Relation Extraction#

By using a set of simplerules, we can extract an ordered sequence of subject-verb-object triples from a document or sentence. For example, in the sentence "Anna éppen házat épít magának." (Anna builds a house for herself.) "Anna" will be the subject, "épít" will be the verb, and the "ház" will be the object. This triple will be an extracted relation.
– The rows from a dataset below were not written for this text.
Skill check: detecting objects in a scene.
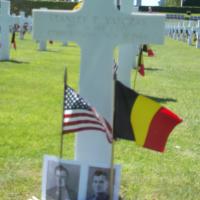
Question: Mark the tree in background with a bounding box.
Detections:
[165,0,181,7]
[183,0,200,6]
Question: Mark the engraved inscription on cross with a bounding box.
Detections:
[117,0,165,87]
[0,1,19,60]
[33,0,164,164]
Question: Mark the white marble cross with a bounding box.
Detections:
[19,11,27,40]
[33,0,164,164]
[0,1,19,60]
[118,0,164,87]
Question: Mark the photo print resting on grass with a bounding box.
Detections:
[42,156,81,200]
[86,165,120,200]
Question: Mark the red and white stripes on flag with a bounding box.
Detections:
[63,86,112,142]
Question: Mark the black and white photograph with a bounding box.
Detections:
[42,156,81,200]
[86,165,120,200]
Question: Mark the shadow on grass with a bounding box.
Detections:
[144,95,177,103]
[145,67,162,71]
[1,59,29,64]
[38,49,61,53]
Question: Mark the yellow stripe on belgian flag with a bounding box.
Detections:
[130,95,161,146]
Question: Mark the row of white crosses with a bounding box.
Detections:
[166,20,200,48]
[0,0,19,60]
[35,8,68,51]
[33,0,165,164]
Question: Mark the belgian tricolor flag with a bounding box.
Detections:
[11,32,17,50]
[113,81,182,152]
[143,44,154,57]
[137,48,144,76]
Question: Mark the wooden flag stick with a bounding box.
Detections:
[109,69,118,200]
[60,67,67,158]
[133,67,138,89]
[109,141,114,200]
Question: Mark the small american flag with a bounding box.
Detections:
[63,86,112,142]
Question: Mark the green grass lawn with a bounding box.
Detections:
[0,35,200,200]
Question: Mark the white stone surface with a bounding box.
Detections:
[33,0,165,164]
[118,0,164,87]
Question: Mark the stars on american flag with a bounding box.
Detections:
[63,86,112,142]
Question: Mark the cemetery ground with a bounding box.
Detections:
[0,35,200,200]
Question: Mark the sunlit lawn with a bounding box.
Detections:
[0,33,200,200]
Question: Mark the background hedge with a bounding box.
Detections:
[139,6,200,14]
[11,0,77,15]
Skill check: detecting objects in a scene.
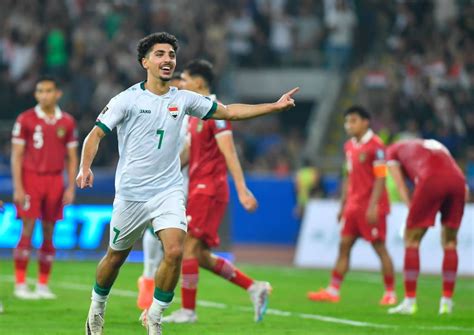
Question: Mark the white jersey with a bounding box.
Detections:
[96,82,217,201]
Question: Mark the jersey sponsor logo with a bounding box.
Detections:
[216,120,227,129]
[56,126,66,138]
[168,104,179,119]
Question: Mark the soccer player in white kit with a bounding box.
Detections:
[137,72,189,310]
[76,32,298,335]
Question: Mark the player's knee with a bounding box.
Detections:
[164,243,184,263]
[105,250,127,268]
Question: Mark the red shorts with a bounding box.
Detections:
[341,210,387,242]
[16,171,64,222]
[186,194,227,248]
[407,176,466,229]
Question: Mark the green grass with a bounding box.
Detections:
[0,261,474,335]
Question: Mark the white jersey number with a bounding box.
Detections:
[423,140,449,152]
[156,129,165,149]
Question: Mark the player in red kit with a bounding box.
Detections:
[163,60,271,323]
[308,106,397,305]
[12,77,78,299]
[387,140,467,314]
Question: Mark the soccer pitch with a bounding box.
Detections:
[0,261,474,335]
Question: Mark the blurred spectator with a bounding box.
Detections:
[326,0,357,71]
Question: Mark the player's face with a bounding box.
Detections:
[35,80,61,108]
[181,71,201,92]
[170,78,181,89]
[344,114,369,137]
[142,43,176,81]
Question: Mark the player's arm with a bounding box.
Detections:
[76,126,105,188]
[209,87,299,121]
[216,131,258,212]
[11,143,25,206]
[367,161,387,224]
[388,161,410,206]
[179,141,189,169]
[63,146,77,205]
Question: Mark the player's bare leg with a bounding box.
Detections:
[13,218,38,299]
[388,228,427,315]
[372,241,397,306]
[85,248,131,335]
[439,224,458,314]
[141,228,186,334]
[199,242,272,322]
[308,236,357,302]
[137,229,163,310]
[163,234,201,323]
[35,221,56,299]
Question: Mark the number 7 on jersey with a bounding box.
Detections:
[156,129,165,149]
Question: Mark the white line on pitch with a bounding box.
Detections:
[0,276,474,332]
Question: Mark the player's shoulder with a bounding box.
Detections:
[176,87,211,101]
[17,108,36,122]
[369,134,385,148]
[61,110,76,123]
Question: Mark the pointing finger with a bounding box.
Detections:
[285,87,300,97]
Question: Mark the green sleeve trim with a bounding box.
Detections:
[202,101,217,120]
[95,121,112,134]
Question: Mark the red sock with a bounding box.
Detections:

Using HuSpaCy for tagging and dependency parsing and the modified code for extraction, we can make a simple relaction extraction tool.

Importing and using HuSpaCy#

nlp = spacy.load("hu_core_news_trf")
doc = nlp("Anna éppen házat épít magának.")

Extraction SVO triples#

def subject_verb_object_triples(doclike: types.DocLike) -> Iterable[SVOTriple]:
    if isinstance(doclike, Span):
        sents = [doclike]
    else:
        sents = doclike.sents

    for sent in sents:
        # connect subjects/objects to direct verb heads
        # and expand them to include conjuncts, compound nouns, ...
        verb_sos = collections.defaultdict(lambda: collections.defaultdict(set))
        for tok in sent:
            head = tok.head
            # ensure entry for all verbs, even if empty
            # to catch conjugate verbs without direct subject/object deps
            if tok.pos == VERB:
                _ = verb_sos[tok]
            # nominal subject of active or passive verb
            if tok.dep in _NOMINAL_SUBJ_DEPS:
                if head.pos == VERB:
                    verb_sos[head]["subjects"].update(expand_noun(tok))
            # clausal subject of active or passive verb
            elif tok.dep in _CLAUSAL_SUBJ_DEPS:
                if head.pos == VERB:
                    verb_sos[head]["subjects"].update(tok.subtree)
            # nominal direct object of transitive verb
            elif tok.dep == obj:
                if head.pos == VERB:
                    verb_sos[head]["objects"].update(expand_noun(tok))
            # prepositional object acting as agent of passive verb
            elif tok.dep == pobj:
                if head.dep == agent and head.head.pos == VERB:
                    verb_sos[head.head]["objects"].update(expand_noun(tok))
            # open clausal complement, but not as a secondary predicate
            elif tok.dep == xcomp:
                if (
                    head.pos == VERB
                    and not any(child.dep == obj for child in head.children)
                ):
                    # TODO: just the verb, or the whole tree?
                    # verb_sos[verb]["objects"].update(expand_verb(tok))
                    verb_sos[head]["objects"].update(tok.subtree)
        # fill in any indirect relationships connected via verb conjuncts
        for verb, so_dict in verb_sos.items():
            conjuncts = verb.conjuncts
            if so_dict.get("subjects"):
                for conj in conjuncts:
                    conj_so_dict = verb_sos.get(conj)
                    if conj_so_dict and not conj_so_dict.get("subjects"):
                        conj_so_dict["subjects"].update(so_dict["subjects"])
            if not so_dict.get("objects"):
                so_dict["objects"].update(
                    obj
                    for conj in conjuncts
                    for obj in verb_sos.get(conj, {}).get("objects", [])
                )
        # expand verbs and restructure into svo triples
        for verb, so_dict in verb_sos.items():
            if so_dict["subjects"] and so_dict["objects"]:
                yield SVOTriple(
                    subject=sorted(so_dict["subjects"], key=attrgetter("i")),
                    verb=sorted(expand_verb(verb), key=attrgetter("i")),
                    object=sorted(so_dict["objects"], key=attrgetter("i")),
                )

The function with all it's dependencies is available on GitHub.

Extracting the triples#

tuples = subject_verb_object_triples(doc)

Presenting the data#

for sub_multiple in tuples[0][0]:
    subject += str(sub_multiple) + ", "
subject = subject[:-2]
for verb_multiple in tuples[0][1]:
    verb += str(verb_multiple) + ", "
verb = verb[:-2]
for obj_multiple in tuples[0][2]:
    object += str(obj_multiple) + ", "
object = object[:-2]

relation_list = [[subject, verb, object]]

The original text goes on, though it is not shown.